MADDE TAKIMLARINDAN OLUŞAN TESTLERDE BİLGİSAYARDA BİREYSELLEŞTİRİLMİŞ TEST UYGULAMA DESENLERİNİN KARŞILAŞTIRILMASI
Özet
In this study, CAT applications of testlet based tests were examined under different designs. In this context, the real data set obtained from the computer-based English proficiency exam, consisting of nine forms, administered to students at Bilkent University. Since each form contains nine anchor items for scaling purposes, an item pool was created through concurrent calibration method. Three distinct CAT designs were developed, namely, the CAT where testlets were treated as independent items, the Testlet Based-CAT(T-CAT) where testlets were treated together and based on the Testlet Response Theory (TRT), and the Passage Based-CAT(P-CAT) where testlets were treated together but using the unidimensional Item Response Theory (IRT). These test designs were examined for measurement precision and accuracy, item pool utilization under different conditions. The simulation conditions included the number of testlets (6-9-12), sample size (200-500-1000) and ability estimation methods (EAP-MAP). The correlation, BIAS, MAB, RMSE and SH values between true and estimated θ values obtained from these conditions were compared. Item usage frequency, number of unused items and test overlap rates were calculated.
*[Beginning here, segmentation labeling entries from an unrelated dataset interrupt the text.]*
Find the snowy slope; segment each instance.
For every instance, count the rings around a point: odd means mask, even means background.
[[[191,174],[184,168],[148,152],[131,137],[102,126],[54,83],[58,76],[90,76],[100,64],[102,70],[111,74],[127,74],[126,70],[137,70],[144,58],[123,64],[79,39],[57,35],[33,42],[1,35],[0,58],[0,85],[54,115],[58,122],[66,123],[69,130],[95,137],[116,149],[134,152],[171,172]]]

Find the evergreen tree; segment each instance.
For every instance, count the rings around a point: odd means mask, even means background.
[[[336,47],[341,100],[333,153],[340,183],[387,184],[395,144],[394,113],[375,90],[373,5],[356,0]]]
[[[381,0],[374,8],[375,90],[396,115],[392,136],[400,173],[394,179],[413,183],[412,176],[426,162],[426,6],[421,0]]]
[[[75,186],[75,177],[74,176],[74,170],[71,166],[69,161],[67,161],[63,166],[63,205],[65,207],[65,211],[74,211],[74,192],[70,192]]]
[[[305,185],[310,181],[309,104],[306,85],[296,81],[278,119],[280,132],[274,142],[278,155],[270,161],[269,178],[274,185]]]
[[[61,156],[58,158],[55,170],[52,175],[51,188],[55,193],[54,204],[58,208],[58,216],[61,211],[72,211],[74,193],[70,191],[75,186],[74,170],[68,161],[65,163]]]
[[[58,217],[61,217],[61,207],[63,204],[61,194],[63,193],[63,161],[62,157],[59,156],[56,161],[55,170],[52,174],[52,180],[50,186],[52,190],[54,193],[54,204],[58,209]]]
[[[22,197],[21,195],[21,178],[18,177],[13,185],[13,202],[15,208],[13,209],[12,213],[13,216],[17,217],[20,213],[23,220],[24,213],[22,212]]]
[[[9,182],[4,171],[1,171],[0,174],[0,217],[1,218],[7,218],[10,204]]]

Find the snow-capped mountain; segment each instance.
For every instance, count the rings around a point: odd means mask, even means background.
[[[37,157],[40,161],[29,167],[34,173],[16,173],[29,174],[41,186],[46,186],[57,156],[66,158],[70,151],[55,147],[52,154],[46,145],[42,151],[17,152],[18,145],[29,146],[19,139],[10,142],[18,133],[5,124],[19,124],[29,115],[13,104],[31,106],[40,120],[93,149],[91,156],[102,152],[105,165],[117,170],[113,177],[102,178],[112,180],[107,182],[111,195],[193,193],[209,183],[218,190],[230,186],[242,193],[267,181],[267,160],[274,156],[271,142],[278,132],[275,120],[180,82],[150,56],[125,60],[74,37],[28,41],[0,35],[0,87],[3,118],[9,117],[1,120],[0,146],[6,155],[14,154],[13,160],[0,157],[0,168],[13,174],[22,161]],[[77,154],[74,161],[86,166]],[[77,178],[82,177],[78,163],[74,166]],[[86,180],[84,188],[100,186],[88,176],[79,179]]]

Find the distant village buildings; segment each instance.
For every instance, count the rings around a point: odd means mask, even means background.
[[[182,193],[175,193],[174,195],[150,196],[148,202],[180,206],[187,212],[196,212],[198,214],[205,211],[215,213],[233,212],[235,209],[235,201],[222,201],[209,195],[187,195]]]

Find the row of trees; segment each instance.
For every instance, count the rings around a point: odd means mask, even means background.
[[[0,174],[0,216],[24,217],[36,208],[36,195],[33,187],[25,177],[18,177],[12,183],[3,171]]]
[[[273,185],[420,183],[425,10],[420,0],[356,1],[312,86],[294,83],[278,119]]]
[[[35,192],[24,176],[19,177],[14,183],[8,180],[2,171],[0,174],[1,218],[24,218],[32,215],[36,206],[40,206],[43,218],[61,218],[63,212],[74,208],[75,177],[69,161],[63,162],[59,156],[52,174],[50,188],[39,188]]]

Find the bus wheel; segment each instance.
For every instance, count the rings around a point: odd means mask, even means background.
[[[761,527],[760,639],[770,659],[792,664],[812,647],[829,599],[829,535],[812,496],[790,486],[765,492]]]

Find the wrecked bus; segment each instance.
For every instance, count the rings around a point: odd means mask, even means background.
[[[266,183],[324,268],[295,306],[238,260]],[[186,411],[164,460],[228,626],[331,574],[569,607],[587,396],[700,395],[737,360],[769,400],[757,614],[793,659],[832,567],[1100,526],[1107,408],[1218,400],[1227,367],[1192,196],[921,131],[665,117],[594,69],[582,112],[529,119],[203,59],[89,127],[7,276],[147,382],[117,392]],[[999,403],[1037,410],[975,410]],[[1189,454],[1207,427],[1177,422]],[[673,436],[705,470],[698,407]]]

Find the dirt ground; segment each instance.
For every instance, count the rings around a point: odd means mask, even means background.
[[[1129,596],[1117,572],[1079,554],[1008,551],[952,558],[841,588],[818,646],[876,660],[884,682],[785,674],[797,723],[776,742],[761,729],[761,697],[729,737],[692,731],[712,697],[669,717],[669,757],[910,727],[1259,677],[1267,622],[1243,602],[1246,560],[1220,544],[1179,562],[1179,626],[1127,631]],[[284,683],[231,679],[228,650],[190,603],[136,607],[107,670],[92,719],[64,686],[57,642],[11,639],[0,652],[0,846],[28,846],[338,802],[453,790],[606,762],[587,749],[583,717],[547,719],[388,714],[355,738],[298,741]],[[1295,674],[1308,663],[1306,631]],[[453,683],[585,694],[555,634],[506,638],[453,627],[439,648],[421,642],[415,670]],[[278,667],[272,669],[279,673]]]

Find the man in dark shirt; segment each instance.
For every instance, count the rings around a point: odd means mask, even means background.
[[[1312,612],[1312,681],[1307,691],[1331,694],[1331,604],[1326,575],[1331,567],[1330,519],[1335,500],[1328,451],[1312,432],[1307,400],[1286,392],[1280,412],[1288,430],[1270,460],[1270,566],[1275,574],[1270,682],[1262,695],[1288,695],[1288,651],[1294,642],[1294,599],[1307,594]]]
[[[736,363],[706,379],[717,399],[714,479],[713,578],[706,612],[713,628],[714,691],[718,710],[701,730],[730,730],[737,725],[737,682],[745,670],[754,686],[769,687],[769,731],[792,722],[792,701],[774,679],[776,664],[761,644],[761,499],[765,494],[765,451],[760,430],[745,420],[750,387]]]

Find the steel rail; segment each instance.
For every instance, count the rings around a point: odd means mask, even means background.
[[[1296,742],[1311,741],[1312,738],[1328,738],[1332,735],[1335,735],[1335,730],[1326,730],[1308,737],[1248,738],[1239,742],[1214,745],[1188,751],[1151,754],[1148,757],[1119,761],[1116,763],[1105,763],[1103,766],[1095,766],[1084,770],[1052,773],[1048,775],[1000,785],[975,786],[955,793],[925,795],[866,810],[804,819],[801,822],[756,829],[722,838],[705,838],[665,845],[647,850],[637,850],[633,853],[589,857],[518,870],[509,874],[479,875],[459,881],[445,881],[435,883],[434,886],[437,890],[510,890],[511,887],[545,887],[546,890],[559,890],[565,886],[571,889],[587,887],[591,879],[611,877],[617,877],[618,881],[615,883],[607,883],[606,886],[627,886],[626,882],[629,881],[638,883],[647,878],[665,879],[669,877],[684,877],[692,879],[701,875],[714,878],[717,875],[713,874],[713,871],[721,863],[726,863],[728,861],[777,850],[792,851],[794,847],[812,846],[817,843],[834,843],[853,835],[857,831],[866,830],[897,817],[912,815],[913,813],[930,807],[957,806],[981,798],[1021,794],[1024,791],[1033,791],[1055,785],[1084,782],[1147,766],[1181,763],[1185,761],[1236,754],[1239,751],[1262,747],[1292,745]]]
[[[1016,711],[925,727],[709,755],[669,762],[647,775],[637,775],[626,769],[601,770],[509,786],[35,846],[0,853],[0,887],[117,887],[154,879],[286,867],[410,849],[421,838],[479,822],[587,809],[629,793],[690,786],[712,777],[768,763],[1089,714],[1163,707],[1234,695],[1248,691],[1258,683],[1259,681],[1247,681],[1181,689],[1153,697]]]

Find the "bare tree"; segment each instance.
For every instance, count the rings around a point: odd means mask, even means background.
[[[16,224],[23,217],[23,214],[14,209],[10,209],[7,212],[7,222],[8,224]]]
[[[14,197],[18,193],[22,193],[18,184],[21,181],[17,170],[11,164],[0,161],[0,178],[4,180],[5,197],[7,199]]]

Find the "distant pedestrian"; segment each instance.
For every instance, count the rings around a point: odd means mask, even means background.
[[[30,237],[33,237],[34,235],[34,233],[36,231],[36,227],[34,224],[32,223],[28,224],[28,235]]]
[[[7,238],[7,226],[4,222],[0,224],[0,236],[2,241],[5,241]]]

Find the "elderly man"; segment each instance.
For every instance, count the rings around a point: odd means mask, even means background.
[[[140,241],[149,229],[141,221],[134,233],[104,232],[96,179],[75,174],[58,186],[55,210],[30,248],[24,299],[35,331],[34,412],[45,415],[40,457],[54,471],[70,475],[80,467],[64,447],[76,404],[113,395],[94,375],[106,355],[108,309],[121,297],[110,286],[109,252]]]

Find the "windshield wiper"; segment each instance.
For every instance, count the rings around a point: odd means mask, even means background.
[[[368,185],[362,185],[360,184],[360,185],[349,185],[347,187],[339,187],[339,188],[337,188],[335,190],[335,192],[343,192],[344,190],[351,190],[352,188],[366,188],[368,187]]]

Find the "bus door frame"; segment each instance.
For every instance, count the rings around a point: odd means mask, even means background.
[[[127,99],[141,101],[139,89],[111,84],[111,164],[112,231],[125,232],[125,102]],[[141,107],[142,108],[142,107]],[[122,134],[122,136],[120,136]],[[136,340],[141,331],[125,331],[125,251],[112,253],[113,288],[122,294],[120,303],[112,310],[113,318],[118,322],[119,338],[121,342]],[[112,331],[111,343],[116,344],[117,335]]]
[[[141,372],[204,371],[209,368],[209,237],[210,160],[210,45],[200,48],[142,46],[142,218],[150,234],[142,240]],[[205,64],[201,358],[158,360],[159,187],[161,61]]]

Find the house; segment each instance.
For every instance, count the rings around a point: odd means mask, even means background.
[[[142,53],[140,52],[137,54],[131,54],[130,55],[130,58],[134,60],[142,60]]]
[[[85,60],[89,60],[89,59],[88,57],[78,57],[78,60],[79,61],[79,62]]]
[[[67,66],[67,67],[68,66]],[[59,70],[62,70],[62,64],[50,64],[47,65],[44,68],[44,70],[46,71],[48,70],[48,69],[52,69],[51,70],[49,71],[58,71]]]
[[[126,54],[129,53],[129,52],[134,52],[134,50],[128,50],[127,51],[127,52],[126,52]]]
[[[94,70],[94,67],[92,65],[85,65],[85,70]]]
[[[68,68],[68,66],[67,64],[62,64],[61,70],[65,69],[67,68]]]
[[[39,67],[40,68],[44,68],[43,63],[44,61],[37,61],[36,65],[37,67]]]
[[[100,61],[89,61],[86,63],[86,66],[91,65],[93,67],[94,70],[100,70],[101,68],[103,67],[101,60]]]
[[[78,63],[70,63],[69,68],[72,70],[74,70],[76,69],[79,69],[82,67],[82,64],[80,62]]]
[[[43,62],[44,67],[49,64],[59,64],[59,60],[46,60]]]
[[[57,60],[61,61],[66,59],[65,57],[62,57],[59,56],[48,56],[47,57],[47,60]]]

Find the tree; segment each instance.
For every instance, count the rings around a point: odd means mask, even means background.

The findings indicated that CAT was more effective while the P-CAT produced similar results to the CAT design in general. Conversely with the T-CAT, the expected results could not be achieved due to the low local dependency degrees of the testlets. Since T-CAT analyses are complex and time-consuming, the P-CAT may be preferred in terms of usefulness for assessments with low or medium testlet effects. All findings obtained were discussed and recommendations were made for practitioners and researchers.